Jessica Lewis

Personal information
- Full name: Jessica Cooper Lewis
- Born: 3 April 1993 (age 33) Warwick Parish, Bermuda
- Height: 150 cm (4 ft 11 in)

Sport
- Country: Bermuda
- Sport: Paralympic athletics
- Disability: Diastematomyelia
- Disability class: T53
- Club: Cruisers Sports
- Coached by: Ken Thom (2006–2017) Curtis Thom (2017–)

Medal record
Paralympic athletics
Representing Bermuda
World Championships
| Bronze medal – third place | 2015 Doha | Women's 100m T53 |
Commonwealth Games
| Bronze medal – third place | 2026 Glasgow | Women's 400m T53/T54 |
Parapan American Games
| Gold medal – first place | 2015 Toronto | Women's 100m T53 |
| Gold medal – first place | 2019 Lima | Women's 100m T53 |
| Gold medal – first place | 2019 Lima | Women's 400m T53 |
| Gold medal – first place | 2023 Santigo | Women's 100m T53 |
| Silver medal – second place | 2019 Lima | Women's 800m T53 |

= Jessica Cooper Lewis =

Bermudian Paralympic athlete (born 1993)

Jessica Cooper Lewis (born 3 April 1993) is a Bermudian Paralympic athlete who competes in mainly 400 metres and 800 metres events. She qualified for the 2020 Summer Paralympics, in Women's 100 m T53.
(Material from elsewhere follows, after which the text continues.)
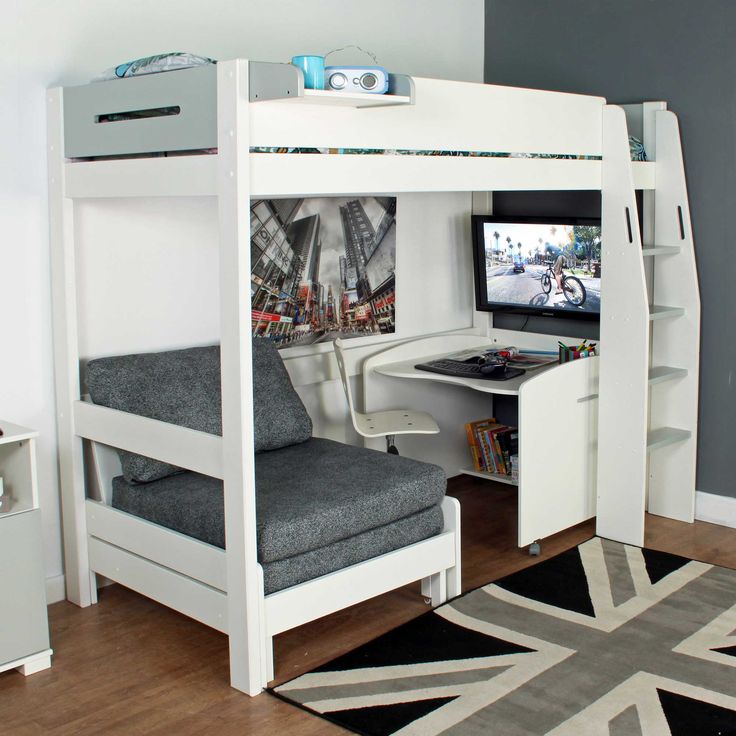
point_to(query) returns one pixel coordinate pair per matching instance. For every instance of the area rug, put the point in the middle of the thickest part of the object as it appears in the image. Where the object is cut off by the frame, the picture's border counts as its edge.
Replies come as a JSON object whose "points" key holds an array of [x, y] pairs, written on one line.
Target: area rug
{"points": [[604, 639]]}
She has competed in three Parapan American Games in which she has won four medals and four Paralympic Games where she was the first ever Paralympic athlete from Bermuda to compete in the Games when she made her debut appearance in 2012 Summer Paralympics. She competed at the 2015 IPC Athletics World Championships in Doha, winning the bronze medal in the T53 100m.

At the 2026 Commonwealth Games in Glasgow, as Bermuda's first Paralympic athlete at the Games, she won bronze in the 400m T53/T54 combined event.